If you are going to, coming from, or passing through the new Terminal C at Orlando International Airport, get accustomed to that word.

There are breathtaking sights everywhere you turn on the enormous concourse.

With amenities like a nursing station, serenity room, and pet relief areas, the 1.8 million square foot terminal expects to serve up to 12 million passengers yearly. There are also more than 33 shopping, dining, and beverage choices available. Local beers are available at Orange County Brewers, and Wine Bar George has a large selection of your favorite bouquets.

Skylights, the backbone of modern architecture created by Fentress Architects, are used to let natural light flood the room. Arrivals are placed on Level 6 while departures are on Level 2, which is a change from the customary arrangement. Visitors will be surrounded by natural sunshine when they arrive at their initial view of Central Florida, which is the region’s principal draw.
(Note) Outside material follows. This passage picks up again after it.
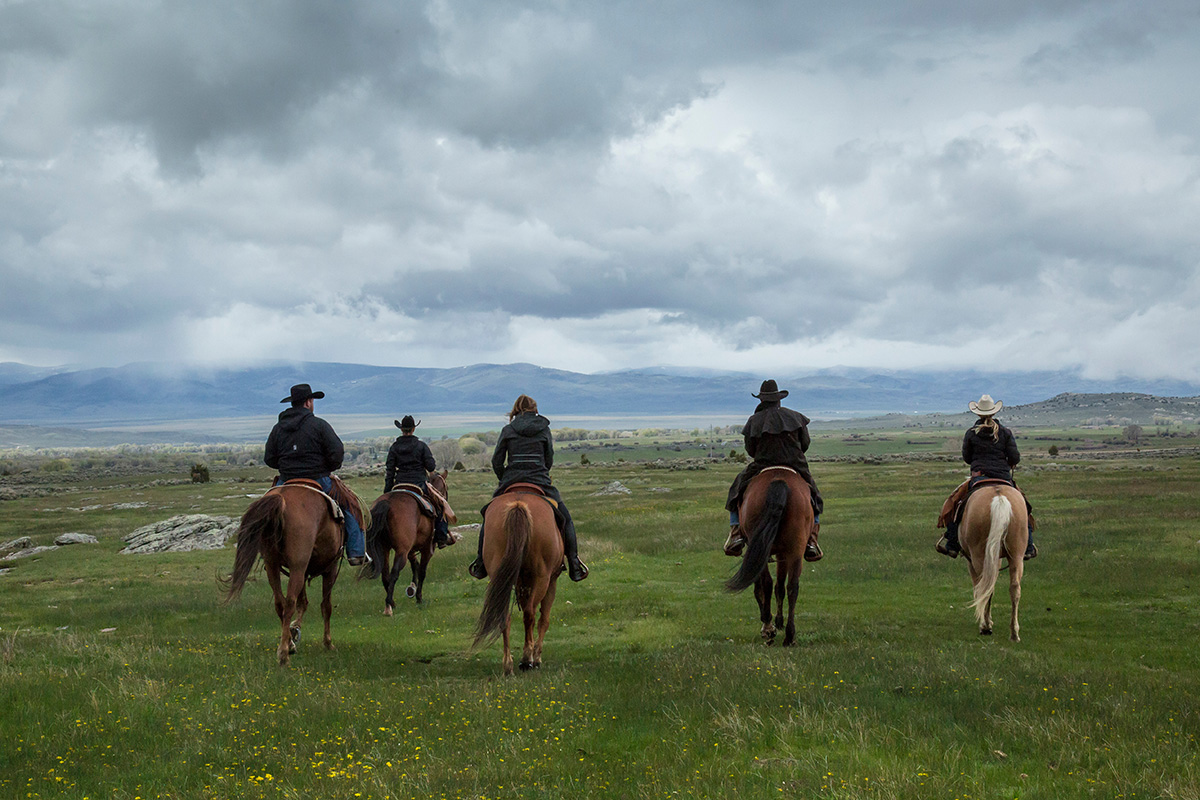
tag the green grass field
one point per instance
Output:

Immersive art displays welcome tired visitors as they move through the building, providing a calming experience during an often stressful situation. Visitors are sent to the terminal’s top level, where they are met with a state-of-the-art system for transporting luggage that speeds up delivery and allays lost luggage concerns.

According to Scott Goodwin, Assistant Director of Airport Operations for Baggage Handling Systems, the previous conveyor belt system has been replaced with an Individual Carrier System. To track bags and prevent jamming, each bag is placed in a separate bin or tote that has been RFID-coded.
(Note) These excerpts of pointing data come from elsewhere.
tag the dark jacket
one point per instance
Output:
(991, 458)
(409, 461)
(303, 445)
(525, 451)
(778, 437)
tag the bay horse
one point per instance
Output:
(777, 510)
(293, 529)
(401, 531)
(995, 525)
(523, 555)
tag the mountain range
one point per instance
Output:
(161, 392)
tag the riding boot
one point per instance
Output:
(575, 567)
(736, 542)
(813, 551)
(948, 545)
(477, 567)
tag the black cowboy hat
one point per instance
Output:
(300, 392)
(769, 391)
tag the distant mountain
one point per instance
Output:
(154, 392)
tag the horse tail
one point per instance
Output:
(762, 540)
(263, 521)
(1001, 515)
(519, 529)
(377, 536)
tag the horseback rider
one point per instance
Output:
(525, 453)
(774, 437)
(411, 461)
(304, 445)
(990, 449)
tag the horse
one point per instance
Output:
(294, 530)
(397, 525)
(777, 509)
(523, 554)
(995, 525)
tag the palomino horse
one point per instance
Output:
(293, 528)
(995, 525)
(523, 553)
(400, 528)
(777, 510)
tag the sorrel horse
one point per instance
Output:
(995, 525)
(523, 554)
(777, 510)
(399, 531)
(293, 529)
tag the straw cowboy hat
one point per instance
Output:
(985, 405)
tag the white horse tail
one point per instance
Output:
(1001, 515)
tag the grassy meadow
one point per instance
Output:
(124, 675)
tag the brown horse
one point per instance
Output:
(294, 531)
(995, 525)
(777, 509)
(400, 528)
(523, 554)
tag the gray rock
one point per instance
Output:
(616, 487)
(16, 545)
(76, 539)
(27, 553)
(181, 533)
The Early Bag Store, or EBS, system was also discussed by Scott. This system stores baggage in a different location and uses robotic cranes to fetch bags as needed.

The EBS is a game-changer, particularly for the distinctive Orlando market. Visitors typically arrive at the airport hours before departure as they check out of various hotels, cruise ships, or other lodgings in the middle of the morning. Using nine cranes to store and retrieve bags as needed, Scott continues to describe how the system is fully automated.
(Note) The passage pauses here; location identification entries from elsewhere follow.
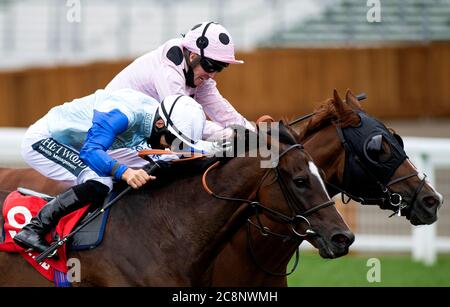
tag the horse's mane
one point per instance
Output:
(326, 114)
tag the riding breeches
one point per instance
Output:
(62, 163)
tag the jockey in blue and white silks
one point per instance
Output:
(87, 141)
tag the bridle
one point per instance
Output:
(291, 199)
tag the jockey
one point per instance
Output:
(79, 142)
(188, 66)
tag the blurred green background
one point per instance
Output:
(396, 270)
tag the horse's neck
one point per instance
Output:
(182, 221)
(326, 149)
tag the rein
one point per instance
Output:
(190, 155)
(265, 231)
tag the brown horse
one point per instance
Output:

One example of the various comforts designed to satisfy travelers is phone chargers for armrests. With everything from automated screening lanes at TSA checkpoints to face recognition systems for foreign flights, many of the typical airport hassles have been simplified.

Interactive visual arts pieces that are popping up in three locations as a way to introduce “The Orlando Experience” are a terrific way for people of all ages to kill time between connections. 114-foot wide displays of custom LED panels are part of the amazing Experiential Media Environment design by Gentilhomme Studio with Sardi Design. Scenes of “watching NASA launches to swimming with manatees” highlight Central Florida’s diverse identity.

Utilizing solar panels, irrigation systems that use less water, and temperature control systems, among other things, contributed to the design’s sustainability. Even the palm “Forever Trees” were built using preserved cypress and living palm wood. The objective is to receive the first LEED V4 certification for airport buildings.

On September 20, 2022, Terminal C will open to the public and will be home to many airlines, including JetBlue, Emirates, Icelandair, Lufthansa, and British Airways. An Intermodal Terminal Facility next to the terminal will provide access to Brightline intercity train as well as potential commuter and light rail capacity in the future.